Yeah, I know. it’s been a while. Stuff happens. Life happens. This is not news.
But I ran across this today, and given my proclivity to take any opportunity to point out how pathetically stupid some of our fellow human beings are it warranted an airing . . . no pun intended.
I’ve been reading a lot about meteorology as it pertains to the mechanics of weather. Nothing too heavy but I like to get a look under the hood of things sometimes. Now, I can write the following and to most people it will be obvious: Weather is not only affected by, but also caused by a host of factors. Pretty basic, right?
Mountains affect air flow, vertically and horizontally; moisture in air causes condensation, thus snow, rain, hail, etc; temperature differences create pressure differences, and those pressure differences drive winds; ocean currents affect weather patterns; Earth’s rotation has an affect on pressures and winds, something known as the Coriolis Effect. Nothing super fancy there, and when you stop and think about them they make sense.
I don’t think it unfair to say most everyone has heard of El Niño or El Niña. Here’s some info from NOAA’s site (the National Oceanographic and Atmospheric Administration):
El Niño is characterized by unusually warm ocean temperatures in the Equatorial Pacific, as opposed to La Niña, which characterized by unusually cold ocean temperatures in the Equatorial Pacific. El Niño is an oscillation (think of water in the bath tub when it sloshes back and forth) of the ocean-atmosphere system in the tropical Pacific having important consequences for weather around the globe.

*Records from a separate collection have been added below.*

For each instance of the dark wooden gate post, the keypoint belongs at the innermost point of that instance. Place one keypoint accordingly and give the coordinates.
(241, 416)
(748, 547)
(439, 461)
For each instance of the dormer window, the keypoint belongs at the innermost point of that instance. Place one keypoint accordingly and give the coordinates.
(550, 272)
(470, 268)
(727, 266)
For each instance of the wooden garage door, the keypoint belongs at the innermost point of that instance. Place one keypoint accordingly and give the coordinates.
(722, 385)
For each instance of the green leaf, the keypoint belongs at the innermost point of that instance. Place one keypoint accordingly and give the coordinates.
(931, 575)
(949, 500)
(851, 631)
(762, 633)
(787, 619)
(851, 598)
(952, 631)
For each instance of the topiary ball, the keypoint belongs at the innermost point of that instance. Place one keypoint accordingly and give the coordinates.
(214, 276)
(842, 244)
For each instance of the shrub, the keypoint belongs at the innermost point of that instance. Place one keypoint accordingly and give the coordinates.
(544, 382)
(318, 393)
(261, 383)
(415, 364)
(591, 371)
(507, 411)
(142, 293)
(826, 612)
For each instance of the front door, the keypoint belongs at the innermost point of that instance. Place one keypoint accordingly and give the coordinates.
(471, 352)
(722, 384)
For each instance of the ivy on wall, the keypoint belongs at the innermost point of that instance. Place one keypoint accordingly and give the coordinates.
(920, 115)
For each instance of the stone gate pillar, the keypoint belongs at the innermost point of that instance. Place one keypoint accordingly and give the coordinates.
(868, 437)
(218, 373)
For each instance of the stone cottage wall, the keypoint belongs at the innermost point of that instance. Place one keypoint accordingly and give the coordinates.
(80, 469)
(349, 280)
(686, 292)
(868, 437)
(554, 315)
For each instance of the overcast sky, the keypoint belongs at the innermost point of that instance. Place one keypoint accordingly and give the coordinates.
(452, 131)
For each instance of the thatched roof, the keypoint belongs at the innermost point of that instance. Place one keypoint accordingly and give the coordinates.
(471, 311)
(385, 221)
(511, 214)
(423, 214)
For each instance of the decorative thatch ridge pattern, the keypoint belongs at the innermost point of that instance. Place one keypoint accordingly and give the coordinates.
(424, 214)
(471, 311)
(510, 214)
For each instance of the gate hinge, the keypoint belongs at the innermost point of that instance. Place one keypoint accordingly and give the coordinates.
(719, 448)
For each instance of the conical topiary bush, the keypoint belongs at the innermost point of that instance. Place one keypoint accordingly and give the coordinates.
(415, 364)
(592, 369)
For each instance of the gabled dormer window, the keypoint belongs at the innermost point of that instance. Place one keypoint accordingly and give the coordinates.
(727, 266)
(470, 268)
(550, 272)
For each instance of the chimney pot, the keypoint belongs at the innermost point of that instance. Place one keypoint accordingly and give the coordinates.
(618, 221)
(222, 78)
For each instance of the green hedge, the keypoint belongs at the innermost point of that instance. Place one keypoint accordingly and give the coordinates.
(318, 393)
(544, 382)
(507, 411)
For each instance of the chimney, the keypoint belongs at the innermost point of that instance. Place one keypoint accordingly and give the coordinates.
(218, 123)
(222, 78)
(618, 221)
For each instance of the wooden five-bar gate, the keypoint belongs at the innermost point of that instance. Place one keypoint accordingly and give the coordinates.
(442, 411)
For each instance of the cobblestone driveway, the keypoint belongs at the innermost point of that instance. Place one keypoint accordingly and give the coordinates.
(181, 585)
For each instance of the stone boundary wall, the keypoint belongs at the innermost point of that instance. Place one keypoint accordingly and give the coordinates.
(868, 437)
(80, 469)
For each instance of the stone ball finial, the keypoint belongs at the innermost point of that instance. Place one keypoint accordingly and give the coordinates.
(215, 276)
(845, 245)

Among these consequences are increased rainfall across the southern tier of the US and in Peru, which has caused destructive flooding, and drought in the West Pacific, sometimes associated with devastating brush fires in Australia.
You get the point. These two anomalies of our planet’s weather system can wreak havoc.
I would also bet that most people (before today I probably would have said “all” people) know that it is called El Niño. As it turns out, not so.
This little story doesn’t come from some bygone generation, so the excuse of “modern technological advances” can’t be used. This happened back in December 1997. This story is taken from the book Freaks of the Storms by Randy Cerveny. The story was reported by a reporter named Buck Wolf for an ABC News affiliate in California.
There was a 74-year-old “retired Nay seaman with the unfortunate name Al Nino. During the 1997 wet El Niño winter many people called Nino’s home, apparently holding him personally responsible for the rainy weather.
I know. I know. It sounds incredibly made up. Nobody’s that stupid, right? Sadly, this is a true story. Yes, there’s more.
Nino said that he tried to be polite to the callers but that he really didn’t understand why people would think the much maligned weather phenomenon would have its own telephone number. (Touchè, Al!) Nino’s strangest phone call was from a man who held Nino responsible for his daughters’s loss of virginity, because she was unable to get home one night after a major rainstorm. “I said I was sorry, although I assured him I didn’t have anything to do with it.”
Wow. I’m at a loss for words.
How do people of that particular strain of stupidity actually get through life? It’s a damn good thing the brain stem controls involuntary functions, like, oh, breathing. What amazes me more is these same morons figured out how to use a telephone. We can put people into earth orbit upon a space station but we can’t convince our own species that intelligence is in it’s best interest. As I have pointed out before we often reward stupidity, hell, we celebrate it!
Albert Einstein said it best: “Only two things are infinite, the universe and human stupidity, and I’m not sure about the former.” You can bet your last breath the latter is true.